EINVorrückende Minensucheinheiten, erhöhte Wachsamkeit auf Gotland, erneute NATO-Beitrittsüberlegungen in Stockholm und Helsinki – der russische Einmarsch in die Ukraine hat die Dinge in Nordeuropa verändert. Gleichzeitig werden verstärkte Aktivitäten der russischen Seestreitkräfte in der Ostsee registriert. Über Wasser, aber auch unter Wasser, tauchen mehr russische Einheiten auf als zuvor. Die Baltische Flotte Moskaus hat einige ihrer großen Landungsschiffe aus ihrem Heimathafen Baltijsk, ehemals Pillau, ins Schwarze Meer verlegt.

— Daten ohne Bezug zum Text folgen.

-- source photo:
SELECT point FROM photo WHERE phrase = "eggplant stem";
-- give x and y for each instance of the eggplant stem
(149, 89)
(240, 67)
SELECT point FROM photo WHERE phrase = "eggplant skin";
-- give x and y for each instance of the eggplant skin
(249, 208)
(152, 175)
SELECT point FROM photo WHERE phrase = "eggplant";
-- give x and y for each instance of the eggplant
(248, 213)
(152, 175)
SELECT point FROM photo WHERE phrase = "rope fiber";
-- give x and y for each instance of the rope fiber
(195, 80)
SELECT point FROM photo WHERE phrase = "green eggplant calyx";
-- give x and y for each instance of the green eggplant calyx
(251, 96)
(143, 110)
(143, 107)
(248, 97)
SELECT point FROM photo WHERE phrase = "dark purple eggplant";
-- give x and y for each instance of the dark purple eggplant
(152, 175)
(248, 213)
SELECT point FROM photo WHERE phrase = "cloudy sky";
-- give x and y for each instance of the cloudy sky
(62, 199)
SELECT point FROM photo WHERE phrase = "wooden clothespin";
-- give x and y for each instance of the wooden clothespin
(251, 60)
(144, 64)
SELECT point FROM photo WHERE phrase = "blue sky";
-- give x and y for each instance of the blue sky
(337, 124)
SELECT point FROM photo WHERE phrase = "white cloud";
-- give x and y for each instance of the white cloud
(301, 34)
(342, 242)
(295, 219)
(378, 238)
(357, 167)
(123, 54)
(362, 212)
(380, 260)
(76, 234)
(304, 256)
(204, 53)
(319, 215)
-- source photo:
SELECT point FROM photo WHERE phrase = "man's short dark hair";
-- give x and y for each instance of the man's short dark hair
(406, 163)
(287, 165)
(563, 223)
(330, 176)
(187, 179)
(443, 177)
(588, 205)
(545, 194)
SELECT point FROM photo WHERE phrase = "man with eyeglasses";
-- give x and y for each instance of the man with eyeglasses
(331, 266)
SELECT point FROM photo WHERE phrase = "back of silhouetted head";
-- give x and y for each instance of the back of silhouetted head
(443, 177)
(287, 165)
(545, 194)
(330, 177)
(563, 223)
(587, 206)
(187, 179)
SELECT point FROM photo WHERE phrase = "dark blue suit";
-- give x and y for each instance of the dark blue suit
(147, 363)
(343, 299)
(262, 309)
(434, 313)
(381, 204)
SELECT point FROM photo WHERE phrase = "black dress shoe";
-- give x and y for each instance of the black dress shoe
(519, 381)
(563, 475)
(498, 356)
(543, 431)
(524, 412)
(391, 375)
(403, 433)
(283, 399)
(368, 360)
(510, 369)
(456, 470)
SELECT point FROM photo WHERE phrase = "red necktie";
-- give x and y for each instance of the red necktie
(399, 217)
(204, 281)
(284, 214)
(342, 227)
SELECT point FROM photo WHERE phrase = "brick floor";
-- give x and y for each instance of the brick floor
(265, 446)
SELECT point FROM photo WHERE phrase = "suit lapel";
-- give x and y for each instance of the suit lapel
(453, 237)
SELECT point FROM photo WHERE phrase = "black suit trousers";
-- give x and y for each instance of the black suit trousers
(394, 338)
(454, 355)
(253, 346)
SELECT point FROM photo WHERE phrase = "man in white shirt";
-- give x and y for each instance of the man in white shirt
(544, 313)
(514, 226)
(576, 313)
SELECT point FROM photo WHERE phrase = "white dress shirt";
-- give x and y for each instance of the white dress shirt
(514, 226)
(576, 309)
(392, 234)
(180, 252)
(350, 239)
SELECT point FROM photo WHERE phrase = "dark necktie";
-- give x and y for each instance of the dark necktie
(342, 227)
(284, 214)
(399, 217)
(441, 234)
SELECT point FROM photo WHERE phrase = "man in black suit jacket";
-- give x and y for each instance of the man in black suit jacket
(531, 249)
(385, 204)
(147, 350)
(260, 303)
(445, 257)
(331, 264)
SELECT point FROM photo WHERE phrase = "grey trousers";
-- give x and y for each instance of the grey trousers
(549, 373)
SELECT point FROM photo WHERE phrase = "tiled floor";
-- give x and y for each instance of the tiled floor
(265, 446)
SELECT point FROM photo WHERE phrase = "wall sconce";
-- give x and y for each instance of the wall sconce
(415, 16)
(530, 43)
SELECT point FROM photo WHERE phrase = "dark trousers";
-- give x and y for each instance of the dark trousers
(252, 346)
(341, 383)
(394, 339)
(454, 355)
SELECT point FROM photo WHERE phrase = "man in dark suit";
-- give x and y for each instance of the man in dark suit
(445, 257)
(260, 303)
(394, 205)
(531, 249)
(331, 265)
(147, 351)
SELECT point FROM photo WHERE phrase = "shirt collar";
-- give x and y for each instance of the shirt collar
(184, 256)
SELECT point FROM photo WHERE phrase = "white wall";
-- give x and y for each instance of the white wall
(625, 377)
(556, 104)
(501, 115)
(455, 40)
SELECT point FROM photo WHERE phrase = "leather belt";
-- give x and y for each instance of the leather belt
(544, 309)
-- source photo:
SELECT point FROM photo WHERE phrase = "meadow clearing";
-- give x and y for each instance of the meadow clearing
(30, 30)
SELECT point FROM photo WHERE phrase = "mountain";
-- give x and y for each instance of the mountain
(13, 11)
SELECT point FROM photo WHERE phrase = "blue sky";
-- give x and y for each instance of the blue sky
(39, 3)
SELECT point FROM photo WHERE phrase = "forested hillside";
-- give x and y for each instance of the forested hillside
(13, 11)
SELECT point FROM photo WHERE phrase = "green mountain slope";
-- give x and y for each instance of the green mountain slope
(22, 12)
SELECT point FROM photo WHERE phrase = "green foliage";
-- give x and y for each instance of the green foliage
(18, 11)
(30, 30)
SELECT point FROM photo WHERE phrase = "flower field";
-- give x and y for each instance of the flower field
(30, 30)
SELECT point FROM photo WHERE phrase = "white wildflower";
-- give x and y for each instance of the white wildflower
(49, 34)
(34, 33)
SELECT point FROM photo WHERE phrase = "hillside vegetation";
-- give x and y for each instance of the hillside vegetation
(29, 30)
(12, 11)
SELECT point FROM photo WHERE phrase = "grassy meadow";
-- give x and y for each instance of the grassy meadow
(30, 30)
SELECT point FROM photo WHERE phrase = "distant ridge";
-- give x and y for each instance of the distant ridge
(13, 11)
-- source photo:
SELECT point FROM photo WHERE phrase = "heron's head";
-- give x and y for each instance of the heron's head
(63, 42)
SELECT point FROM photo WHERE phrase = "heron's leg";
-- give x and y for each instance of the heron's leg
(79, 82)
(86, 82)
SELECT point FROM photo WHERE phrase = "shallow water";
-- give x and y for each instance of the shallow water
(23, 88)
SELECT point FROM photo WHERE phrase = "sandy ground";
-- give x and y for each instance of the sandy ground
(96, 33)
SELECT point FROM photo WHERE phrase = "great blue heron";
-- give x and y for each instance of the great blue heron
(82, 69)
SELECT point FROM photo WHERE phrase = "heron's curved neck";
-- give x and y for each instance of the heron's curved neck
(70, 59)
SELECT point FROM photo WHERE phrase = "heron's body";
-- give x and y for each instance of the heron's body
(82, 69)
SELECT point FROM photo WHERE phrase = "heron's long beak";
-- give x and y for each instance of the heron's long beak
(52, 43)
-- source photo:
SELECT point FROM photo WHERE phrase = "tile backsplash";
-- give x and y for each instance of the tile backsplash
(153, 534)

Voll beladen mit Kampffahrzeugen und Truppen lauern sie nun vor Odessa auf den nächsten Angriff im Ukraine-Krieg. Russland hat mindestens 25 Fregatten und Korvetten unterschiedlicher Modernität in der Ostsee. Plus ein Dutzend anderer großer Landungsschiffe.
Die deutsche Marine, die sich unter der neuen Führung von Vizeadmiral Jan Christian Kaack noch von dem schweren Rufschaden durch den ehemaligen Inspekteur erholte, schickte kurz nach Ausbruch der Kampfhandlungen zahlreiche Schiffe und Boote aus den Häfen, darunter zwei Fregatten, Korvetten und mehrere Minenabwehreinheiten, die später in diesem Monat an einem großen Minenabwehrmanöver teilnehmen sollen. Was genau die Schiffe in der Ostsee machen sollen, ist unklar. Die Marine sieht sich als „900-Pfund-Gorilla“ in der Region und fühlte sich wohl schuldig, neben den Aktivitäten von Armee und Luftwaffe etwas zu tun.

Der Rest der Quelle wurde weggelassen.